Former Suffolk University president Margaret McKenna began mediation Monday with representatives from the school’s board of trustees over her firing in late July, according to people with direct knowledge of the negotiations.
The trustees abruptly fired McKenna after she served a year as president. They did not reveal the reason for her dismissal, saying it was a confidential personnel matter. McKenna immediately called the firing unfair and, without elaborating, said she planned to pursue mediation.
Reached Monday evening by phone, McKenna declined to discuss the mediation or what is on the table, saying it is confidential by nature.
McKenna is reportedly not seeking money but governance reforms for the school, said a person close to McKenna who was not authorized to speak publicly about the mediation. It is unclear if or when the mediation will continue.
McKenna’s firing came after a tumultuous six months that began in late January when some trustees attempted to remove McKenna and replace her with former state attorney general Martha Coakley.
The trustees accused McKenna of financial mismanagement and abrasive treatment of employees.
Ultimately, the board and McKenna reached a compromise in which McKenna would step down as president by fall 2017 in exchange for several concessions from the board, including new bylaws and the departure of board chairman Andrew C. Meyer Jr. when his term expired in May.

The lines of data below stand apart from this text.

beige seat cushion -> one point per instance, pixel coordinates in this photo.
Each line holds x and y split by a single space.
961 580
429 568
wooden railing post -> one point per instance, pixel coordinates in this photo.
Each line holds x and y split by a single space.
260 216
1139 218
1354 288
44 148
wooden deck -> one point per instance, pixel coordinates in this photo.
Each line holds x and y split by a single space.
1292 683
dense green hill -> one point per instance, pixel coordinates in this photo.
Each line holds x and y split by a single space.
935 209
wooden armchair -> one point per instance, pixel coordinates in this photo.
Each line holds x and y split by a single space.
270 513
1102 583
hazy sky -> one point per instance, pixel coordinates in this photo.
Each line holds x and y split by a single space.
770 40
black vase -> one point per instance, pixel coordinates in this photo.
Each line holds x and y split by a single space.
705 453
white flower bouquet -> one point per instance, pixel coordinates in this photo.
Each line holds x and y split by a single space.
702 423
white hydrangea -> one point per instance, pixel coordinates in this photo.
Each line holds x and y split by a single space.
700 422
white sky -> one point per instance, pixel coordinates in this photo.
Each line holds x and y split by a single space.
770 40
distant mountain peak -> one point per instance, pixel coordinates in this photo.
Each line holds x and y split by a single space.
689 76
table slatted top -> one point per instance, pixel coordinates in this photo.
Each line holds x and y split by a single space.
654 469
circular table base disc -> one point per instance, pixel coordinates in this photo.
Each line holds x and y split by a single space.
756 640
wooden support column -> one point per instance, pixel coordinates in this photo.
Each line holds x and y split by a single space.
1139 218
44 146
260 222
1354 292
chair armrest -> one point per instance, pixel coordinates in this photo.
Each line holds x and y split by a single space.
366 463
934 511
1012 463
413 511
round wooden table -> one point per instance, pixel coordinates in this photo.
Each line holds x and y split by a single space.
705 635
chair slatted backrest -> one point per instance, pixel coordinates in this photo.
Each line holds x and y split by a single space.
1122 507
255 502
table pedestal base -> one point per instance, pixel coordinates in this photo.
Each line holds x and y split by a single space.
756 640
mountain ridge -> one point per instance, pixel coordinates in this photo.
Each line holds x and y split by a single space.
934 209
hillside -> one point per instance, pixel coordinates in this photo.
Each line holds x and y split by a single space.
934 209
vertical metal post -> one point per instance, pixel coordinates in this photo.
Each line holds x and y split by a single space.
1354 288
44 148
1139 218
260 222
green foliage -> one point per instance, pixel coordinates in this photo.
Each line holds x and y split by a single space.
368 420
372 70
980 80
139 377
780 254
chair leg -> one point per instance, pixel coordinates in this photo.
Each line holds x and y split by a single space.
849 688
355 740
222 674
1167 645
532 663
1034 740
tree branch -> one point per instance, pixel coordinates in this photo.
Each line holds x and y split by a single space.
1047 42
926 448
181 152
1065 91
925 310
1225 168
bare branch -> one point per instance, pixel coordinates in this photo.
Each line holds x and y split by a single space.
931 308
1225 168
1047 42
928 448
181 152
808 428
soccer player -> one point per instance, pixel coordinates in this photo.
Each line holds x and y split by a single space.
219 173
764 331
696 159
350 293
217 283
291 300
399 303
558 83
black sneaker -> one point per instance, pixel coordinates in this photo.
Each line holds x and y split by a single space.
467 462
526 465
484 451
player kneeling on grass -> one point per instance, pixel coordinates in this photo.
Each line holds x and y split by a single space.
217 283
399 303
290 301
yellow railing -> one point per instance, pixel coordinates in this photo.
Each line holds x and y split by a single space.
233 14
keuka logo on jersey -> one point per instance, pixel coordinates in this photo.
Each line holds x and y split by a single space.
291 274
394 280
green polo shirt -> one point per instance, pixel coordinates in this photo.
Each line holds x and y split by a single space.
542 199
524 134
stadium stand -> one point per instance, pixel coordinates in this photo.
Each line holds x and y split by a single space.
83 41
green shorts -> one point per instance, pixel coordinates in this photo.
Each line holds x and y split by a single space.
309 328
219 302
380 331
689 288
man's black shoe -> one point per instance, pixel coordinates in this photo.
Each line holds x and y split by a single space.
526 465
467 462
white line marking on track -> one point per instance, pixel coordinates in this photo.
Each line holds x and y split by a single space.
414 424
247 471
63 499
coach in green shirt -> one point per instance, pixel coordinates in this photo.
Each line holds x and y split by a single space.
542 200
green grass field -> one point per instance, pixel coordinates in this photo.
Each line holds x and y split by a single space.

Two months after Meyer left, the trustees fired McKenna anyway, under the leadership of new board chairman Robert Lamb. The move came after the trustees reviewed the results of an outside investigation into McKenna’s behavior commissioned by the board earlier in the year.
Lamb, who did not respond Monday to a request for comment, told the Globe in July the report found no evidence of financial mismanagement but said trustees still felt it was in the best interest of the university for McKenna to leave.
McKenna, in July, said the trustees told her she was fired for three reasons: providing a letter from the faculty senate to the school’s accrediting agency, offering inadequate communication to the board about accreditors, and participating in a meeting with Globe reporters and editors.